Pluto could be a very active ice world that’s covered in glaciers, mountains of ice water, icy dunes, and possibly even cryovolcanoes that erupt icy lava made from water, methane, or ammonia.


In 2016, researchers proposed the possible existence of a ninth planet, for now, dubbed “Planet Nine” or Planet X. the planet is estimated to be about 10 times the mass of Earth and to orbit the sun between 300 and 1,000 times farther than the orbit of the earth.
Scientists haven’t seen Planet Nine. They inferred its existence by its gravitational effects on other objects within the Kuiper Belt, a section at the fringe of the solar system that’s home to icy rocks left over from the birth of the solar system. Also called trans-Neptunian objects, these Kuiper Belt objects have highly elliptical or oval orbits that align within the same direction.
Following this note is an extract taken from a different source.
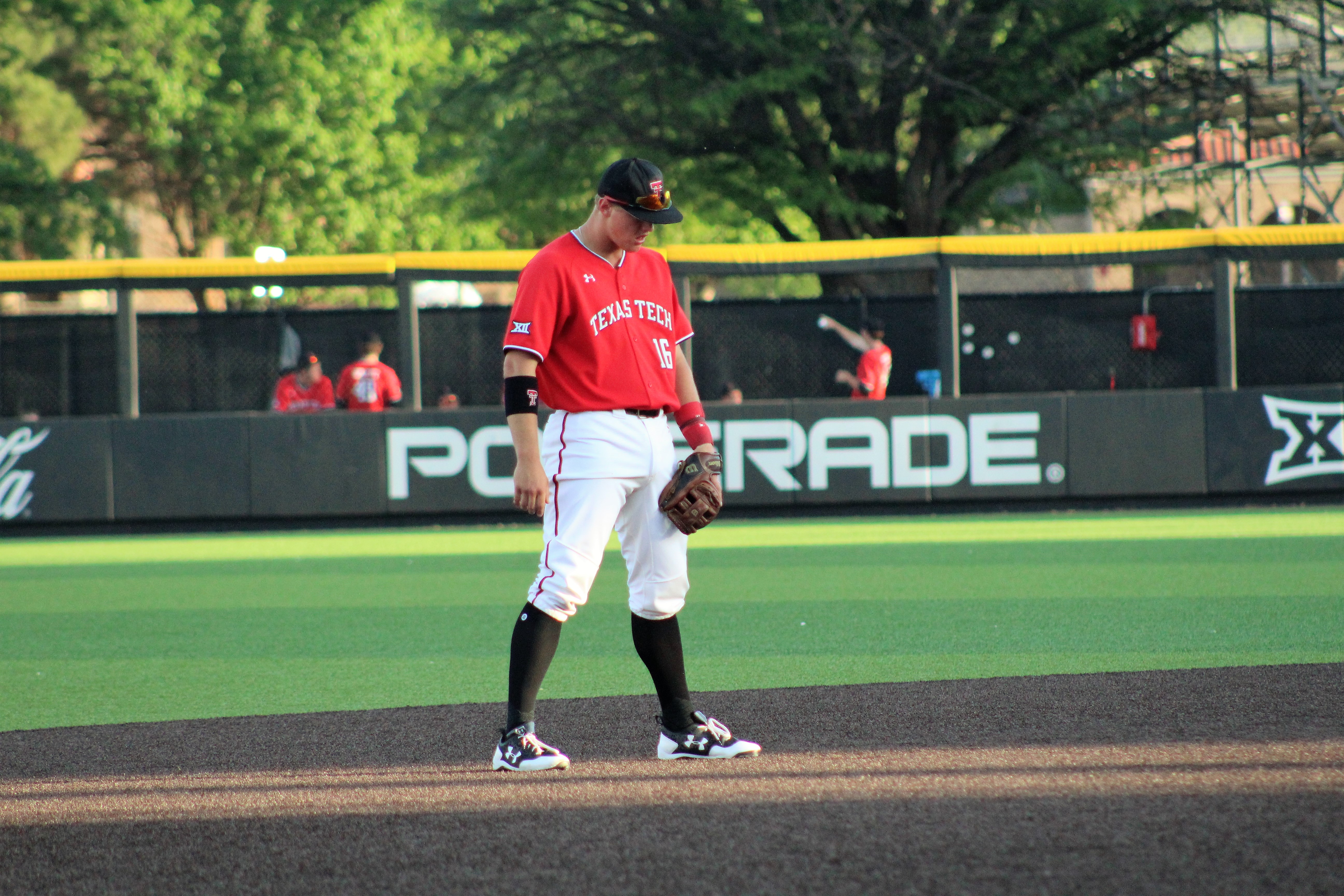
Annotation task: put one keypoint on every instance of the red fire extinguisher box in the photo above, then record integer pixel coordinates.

Scientists Mike Brown and Konstantin Batygin at the California Institute of Technology in Pasadena described the evidence for Planet Nine during a study published within the Astronomical Journal. The research relies on mathematical models and computer simulations using observations of six other smaller Kuiper Belt Objects with orbits that aligned during a similar matter.

A hypothesis proposed in September 2019 on the pre-print server arXiv suggests Planet Nine may not be a planet in any respect. Instead, Jaku Scholtz of Durham University and James Unwin of the University of Illinois at Chicago speculate it might be a primordial black hole that formed soon after the Big Bang which our solar system later captured, consistent with Newsweek. Unlike black holes that form from the collapse of giant stars, primordial black holes are thought to have formed from gravitational perturbations less than a second after the massive Bang, and this one would be so small (5 centimeters in diameter) that it might be challenging to detect.
Astronomers continue to come up empty in their exploration of Planet 9. A recent 2022 sky survey using the 6-meter Atacama Cosmology Telescope (ACT) in Chile found thousands of tentative candidate sources, but none may be confirmed.
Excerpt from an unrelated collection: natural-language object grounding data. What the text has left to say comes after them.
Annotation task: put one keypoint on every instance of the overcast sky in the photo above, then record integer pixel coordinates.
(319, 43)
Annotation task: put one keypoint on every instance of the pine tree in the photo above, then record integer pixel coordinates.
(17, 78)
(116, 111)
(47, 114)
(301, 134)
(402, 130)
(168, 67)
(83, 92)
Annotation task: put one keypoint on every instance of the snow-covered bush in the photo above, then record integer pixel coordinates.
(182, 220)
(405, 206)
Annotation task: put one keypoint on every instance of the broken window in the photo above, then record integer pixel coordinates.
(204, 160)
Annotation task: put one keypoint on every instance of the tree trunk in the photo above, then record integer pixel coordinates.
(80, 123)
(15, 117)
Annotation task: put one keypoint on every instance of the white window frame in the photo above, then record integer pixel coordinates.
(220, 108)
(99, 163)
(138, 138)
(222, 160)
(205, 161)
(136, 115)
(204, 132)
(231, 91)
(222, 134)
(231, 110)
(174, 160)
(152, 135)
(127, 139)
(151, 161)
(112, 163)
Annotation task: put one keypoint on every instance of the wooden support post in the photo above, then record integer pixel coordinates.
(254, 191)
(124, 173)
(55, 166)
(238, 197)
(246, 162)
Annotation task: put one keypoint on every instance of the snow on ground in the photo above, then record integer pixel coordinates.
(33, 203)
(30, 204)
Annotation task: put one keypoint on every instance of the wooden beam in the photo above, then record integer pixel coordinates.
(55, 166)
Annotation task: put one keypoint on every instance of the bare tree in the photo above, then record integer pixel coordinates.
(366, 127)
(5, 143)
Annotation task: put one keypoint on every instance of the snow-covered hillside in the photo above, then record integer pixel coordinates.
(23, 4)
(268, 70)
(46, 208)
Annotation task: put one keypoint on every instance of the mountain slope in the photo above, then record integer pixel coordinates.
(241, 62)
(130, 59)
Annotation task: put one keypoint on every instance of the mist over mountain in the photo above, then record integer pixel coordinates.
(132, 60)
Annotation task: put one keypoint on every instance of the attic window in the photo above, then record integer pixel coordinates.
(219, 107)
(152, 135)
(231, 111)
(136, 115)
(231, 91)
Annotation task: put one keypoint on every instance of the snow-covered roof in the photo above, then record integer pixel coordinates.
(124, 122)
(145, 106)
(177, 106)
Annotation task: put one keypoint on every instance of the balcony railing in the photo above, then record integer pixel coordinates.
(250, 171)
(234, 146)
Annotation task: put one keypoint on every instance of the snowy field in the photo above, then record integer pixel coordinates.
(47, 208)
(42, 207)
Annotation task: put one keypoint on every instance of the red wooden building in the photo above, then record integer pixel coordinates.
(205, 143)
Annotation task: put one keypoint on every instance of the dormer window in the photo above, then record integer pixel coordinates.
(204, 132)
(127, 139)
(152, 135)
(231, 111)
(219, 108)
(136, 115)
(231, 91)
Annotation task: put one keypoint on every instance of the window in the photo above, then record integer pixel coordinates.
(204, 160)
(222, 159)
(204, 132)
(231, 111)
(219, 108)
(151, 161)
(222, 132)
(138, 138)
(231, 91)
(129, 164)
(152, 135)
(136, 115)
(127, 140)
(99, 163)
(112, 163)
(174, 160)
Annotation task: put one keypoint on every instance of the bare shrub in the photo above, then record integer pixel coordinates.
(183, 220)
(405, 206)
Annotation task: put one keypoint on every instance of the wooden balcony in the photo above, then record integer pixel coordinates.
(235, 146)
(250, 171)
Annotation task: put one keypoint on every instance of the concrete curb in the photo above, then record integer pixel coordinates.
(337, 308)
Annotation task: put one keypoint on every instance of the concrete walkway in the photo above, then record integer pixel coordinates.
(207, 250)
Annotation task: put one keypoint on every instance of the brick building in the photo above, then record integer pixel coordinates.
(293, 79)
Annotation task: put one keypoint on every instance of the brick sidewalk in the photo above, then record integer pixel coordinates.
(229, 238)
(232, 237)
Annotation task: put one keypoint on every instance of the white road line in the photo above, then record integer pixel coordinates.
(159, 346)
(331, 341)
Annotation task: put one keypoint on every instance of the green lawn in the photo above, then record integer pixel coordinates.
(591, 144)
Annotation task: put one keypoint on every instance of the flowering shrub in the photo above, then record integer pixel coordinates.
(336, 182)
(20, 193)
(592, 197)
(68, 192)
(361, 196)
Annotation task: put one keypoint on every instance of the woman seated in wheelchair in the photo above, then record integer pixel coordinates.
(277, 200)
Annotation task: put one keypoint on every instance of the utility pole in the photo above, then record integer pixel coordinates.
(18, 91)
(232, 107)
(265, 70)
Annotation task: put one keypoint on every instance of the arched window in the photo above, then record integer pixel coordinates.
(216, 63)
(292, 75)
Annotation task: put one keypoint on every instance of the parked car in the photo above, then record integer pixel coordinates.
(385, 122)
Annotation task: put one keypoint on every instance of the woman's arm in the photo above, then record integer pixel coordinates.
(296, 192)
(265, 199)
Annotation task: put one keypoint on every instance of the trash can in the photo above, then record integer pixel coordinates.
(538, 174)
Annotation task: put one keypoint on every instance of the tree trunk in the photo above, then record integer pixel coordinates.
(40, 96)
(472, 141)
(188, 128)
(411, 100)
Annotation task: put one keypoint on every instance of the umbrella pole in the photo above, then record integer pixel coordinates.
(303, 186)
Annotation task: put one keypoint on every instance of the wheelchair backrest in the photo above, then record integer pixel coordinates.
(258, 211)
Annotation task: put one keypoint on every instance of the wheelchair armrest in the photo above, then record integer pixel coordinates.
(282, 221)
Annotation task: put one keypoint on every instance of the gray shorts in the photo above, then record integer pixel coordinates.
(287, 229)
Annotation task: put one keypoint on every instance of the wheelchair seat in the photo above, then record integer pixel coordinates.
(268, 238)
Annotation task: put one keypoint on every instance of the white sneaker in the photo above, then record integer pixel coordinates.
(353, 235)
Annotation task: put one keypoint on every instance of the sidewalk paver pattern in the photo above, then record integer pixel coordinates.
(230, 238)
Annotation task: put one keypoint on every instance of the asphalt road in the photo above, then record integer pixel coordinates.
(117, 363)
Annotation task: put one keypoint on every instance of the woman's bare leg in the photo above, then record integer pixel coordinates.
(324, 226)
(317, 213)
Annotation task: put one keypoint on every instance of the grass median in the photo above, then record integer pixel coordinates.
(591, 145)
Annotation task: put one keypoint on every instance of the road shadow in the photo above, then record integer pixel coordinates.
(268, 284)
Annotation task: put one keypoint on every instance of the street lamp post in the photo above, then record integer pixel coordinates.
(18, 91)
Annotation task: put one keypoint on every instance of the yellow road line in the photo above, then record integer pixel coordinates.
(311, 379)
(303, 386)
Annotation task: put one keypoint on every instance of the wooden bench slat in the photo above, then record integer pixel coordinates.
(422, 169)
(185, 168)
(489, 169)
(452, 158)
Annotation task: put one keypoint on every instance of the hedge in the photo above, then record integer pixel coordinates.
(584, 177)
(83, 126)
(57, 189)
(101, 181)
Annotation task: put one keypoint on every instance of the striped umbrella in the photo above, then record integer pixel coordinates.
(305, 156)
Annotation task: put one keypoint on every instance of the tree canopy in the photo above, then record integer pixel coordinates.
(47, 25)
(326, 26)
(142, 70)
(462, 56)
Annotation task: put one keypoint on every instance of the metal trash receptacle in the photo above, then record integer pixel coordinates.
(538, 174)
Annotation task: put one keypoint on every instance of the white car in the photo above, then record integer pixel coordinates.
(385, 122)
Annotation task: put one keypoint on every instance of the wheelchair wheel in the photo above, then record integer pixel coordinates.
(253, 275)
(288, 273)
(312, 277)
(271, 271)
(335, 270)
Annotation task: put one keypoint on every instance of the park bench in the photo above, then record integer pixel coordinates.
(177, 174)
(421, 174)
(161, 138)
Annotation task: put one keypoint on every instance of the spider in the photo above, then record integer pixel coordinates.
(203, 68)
Past the Kuiper Belt is the very edge of the solar system, the heliosphere, a vast, teardrop-shaped region of space containing electrically charged particles given off by the sun. Many astronomers think that the limit of the heliosphere, called the heliopause, is about 9 billion miles (15 billion km) from the sun.
The Oort cloud lies well past the Kuiper Belt, considered to be located between 2,000 and 5,000 astronomical units (AU) from the sun. The outer edge of the aggregation may reach as far as 10,000 up to 100,000 AU from the sun. One AU is adequate approximately 93,000,000 miles (150 million kilometers). The Oort cloud is home to billions, or maybe trillions of objects, consistent with NASA Science.
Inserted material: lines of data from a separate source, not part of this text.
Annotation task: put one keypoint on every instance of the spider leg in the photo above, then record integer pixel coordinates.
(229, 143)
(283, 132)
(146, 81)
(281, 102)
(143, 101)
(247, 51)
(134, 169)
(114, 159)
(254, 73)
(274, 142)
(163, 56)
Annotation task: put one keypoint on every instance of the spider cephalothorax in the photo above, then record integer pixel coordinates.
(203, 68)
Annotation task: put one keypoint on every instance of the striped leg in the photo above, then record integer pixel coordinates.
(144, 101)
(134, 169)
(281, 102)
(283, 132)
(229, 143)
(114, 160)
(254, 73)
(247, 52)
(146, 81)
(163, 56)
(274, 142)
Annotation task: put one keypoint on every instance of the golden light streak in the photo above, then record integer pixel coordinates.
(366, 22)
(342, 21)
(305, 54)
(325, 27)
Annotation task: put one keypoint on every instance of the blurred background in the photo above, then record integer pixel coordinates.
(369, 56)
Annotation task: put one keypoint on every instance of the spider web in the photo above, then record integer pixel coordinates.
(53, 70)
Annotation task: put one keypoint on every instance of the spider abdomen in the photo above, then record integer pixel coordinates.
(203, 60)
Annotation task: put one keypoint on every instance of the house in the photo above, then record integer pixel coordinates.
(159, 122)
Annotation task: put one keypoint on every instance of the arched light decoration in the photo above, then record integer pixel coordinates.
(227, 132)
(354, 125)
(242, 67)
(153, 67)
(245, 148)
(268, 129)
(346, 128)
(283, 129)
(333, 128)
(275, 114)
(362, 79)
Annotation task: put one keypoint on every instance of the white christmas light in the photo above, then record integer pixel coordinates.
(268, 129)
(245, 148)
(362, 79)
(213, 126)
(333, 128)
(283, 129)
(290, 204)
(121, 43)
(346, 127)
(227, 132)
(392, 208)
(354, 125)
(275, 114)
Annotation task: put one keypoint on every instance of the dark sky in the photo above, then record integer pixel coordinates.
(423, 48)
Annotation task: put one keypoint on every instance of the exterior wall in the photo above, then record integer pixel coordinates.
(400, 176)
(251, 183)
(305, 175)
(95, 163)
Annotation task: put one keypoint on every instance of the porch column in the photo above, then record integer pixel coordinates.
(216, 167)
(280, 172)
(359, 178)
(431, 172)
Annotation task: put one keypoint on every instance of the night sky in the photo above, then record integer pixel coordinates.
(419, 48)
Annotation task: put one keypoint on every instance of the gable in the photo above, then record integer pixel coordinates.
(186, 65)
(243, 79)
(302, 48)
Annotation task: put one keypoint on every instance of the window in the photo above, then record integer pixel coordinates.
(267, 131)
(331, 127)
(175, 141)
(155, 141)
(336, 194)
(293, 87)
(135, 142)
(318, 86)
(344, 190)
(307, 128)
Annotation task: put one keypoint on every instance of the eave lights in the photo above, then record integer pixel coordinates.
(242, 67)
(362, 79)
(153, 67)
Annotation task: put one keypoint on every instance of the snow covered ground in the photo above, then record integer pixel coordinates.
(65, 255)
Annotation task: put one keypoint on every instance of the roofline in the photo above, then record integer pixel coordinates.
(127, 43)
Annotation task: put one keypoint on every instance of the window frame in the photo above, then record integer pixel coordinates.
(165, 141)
Approximately 4.5 billion years ago a dark cloud of gas and dirt began to collapse. because it shrank, the cloud flattened into a swirling disk called a solar nebula, consistent with NASA Science.
The heat and pressure eventually became so high that hydrogen atoms began to mix to make helium. The nuclear reactions released vast amounts of energy and our sun was formed.
The sun accumulated about 99% of the available matter and also the remaining material farther from the sun formed smaller clumps inside the spinning disk. a number of these clumps gained enough mass that their gravity shaped them into spheres, becoming planets, dwarf planets, and moons. Other leftover pieces became asteroids, comets, and smaller moons that structure our solar system.

For millennia, astronomers have followed points of light that are perceived to move among the stars. the ancient Greeks named them planets, meaning “wanderers.” Mercury, Venus, Mars, Jupiter, and Saturn were known in antiquity, and also the invention of the telescope added the asteroid belt, Uranus, Neptune, Pluto, and lots of these worlds’ moons. The dawn of the space age saw dozens of probes launched to explore our system, an adventure that continues today.

There are five human-made objects up to now, Voyager 1, Voyager 2, New Horizons, Pioneer 10, and Pioneer 11, that have crossed the edge into interstellar space.


Explore the solar system in greater detail with these interactive resources from NASA. Discover the wonders of the solar system with this educational material from ESA. See where the planets are in their current orbit of the sun with this interactive orrery from NASA.